Lors d'une récente réunion avec des parlementaires républicains, Donald Trump a déclaré que malgré leurs dénégations publiques, les autorités iraniennes participent à des discussions pour mettre un terme à la guerre actuelle. Alors qu'Israël intensifie ses frappes sur le territoire iranien, la situation demeure explosive.
"Ils négocient, et ils veulent absolument conclure un accord, mais ils hésitent à l'admettre", a déclaré Trump dans son discours à Washington. Il a également ajouté : "Ils craignent pour leur vie" au moment où le conflit, qui s'étend à travers le Moyen-Orient, menace l'équilibre économique mondial.
Plus tard dans la journée, la Maison Blanche a averti que si Téhéran cessait de respecter les limites fixées, Trump serait prêt à "déchaîner l’enfer". Malgré le silence autour des responsables iraniens impliqués dans ces discussions, la communauté internationale est en émoi.
Le ministre des Affaires étrangères iranien, Abbas Araghchi, a affirmé que l'Iran n'a « pas l'intention de négocier » et continuera de résister. Parallèlement, une proposition américaine liée à un cessez-le-feu a été transmise par le Pakistan, mais Araghchi a fermement déclaré que cela ne constituait pas un véritable dialogue.
Il a ajouté que l'Iran entendait mettre fin à la guerre selon ses propres conditions, au moment où les initiatives diplomatiques se multiplient. Selon le secrétaire général de l'ONU, Antonio Guterres, le conflit est désormais « hors de contrôle ». Néanmoins, la Chine a récemment indiqué avoir remarqué des signaux des deux côtés favorables à des négociations.

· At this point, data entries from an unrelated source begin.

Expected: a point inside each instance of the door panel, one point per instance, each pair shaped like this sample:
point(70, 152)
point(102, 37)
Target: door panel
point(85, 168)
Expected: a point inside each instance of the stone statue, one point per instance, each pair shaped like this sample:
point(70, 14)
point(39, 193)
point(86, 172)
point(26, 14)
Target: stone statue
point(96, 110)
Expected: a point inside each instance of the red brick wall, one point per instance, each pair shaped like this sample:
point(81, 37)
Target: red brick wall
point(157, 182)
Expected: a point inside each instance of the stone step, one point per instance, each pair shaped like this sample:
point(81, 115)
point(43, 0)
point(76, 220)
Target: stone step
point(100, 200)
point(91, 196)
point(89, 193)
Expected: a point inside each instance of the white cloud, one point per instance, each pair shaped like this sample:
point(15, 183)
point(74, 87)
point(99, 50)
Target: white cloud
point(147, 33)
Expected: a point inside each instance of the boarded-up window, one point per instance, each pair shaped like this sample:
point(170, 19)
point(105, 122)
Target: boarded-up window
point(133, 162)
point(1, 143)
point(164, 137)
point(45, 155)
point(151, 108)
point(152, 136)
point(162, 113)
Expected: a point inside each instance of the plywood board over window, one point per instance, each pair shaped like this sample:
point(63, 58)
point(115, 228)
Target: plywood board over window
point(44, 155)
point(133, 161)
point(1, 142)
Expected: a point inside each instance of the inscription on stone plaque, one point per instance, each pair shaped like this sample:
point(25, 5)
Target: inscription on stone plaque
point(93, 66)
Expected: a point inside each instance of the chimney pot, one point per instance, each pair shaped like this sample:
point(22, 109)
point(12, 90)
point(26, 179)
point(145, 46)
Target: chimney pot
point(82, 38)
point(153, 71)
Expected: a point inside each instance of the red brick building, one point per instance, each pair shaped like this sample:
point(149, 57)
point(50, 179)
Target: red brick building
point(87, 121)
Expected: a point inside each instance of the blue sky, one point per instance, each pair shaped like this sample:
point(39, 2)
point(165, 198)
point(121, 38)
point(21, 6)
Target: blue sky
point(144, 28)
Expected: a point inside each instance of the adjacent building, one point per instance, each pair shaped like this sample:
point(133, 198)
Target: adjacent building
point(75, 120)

Cette crise est au cœur d'une réunion des chefs de la diplomatie du G7 qui se tient en France, où la situation est discutée avec une attention accrue. Boris Pistorius, ministre allemand de la Défense, a exprimé ses inquiétudes quant au manque de stratégie claire et d'objectif dans ce conflit.
Sur le terrain, les échanges de frappes s'intensifient. L'armée israélienne a signalé des actions militaires à grande échelle sur des infrastructures iraniennes, alors que les missiles lancés par l'Iran continuent de cibler Israël, ainsi que divers pays du Golfe.
Les États-Unis, quant à eux, affirment avoir neutralisé la majorité des installations iraniennes de production militaire. Ce climat de tension est exacerbé par le quasi-blocage du détroit d'Ormuz, une des principales routes pétrolières au monde, ayant entraîné une forte hausse des prix du pétrole.
Le Japon, fortement dépendant du pétrole transitant par Ormuz, vient d'annoncer qu'il devra à nouveau puiser dans ses réserves stratégiques. En parallèle, Israël intensifie ses opérations contre le Hezbollah au Liban, provoquant une crise humanitaire avec plus d'un million de déplacés à ce jour.
Jeudi, un soldat israélien a été grièvement blessé par un tir de mortier depuis le Liban, ajoutant à la spirale de violence en cours.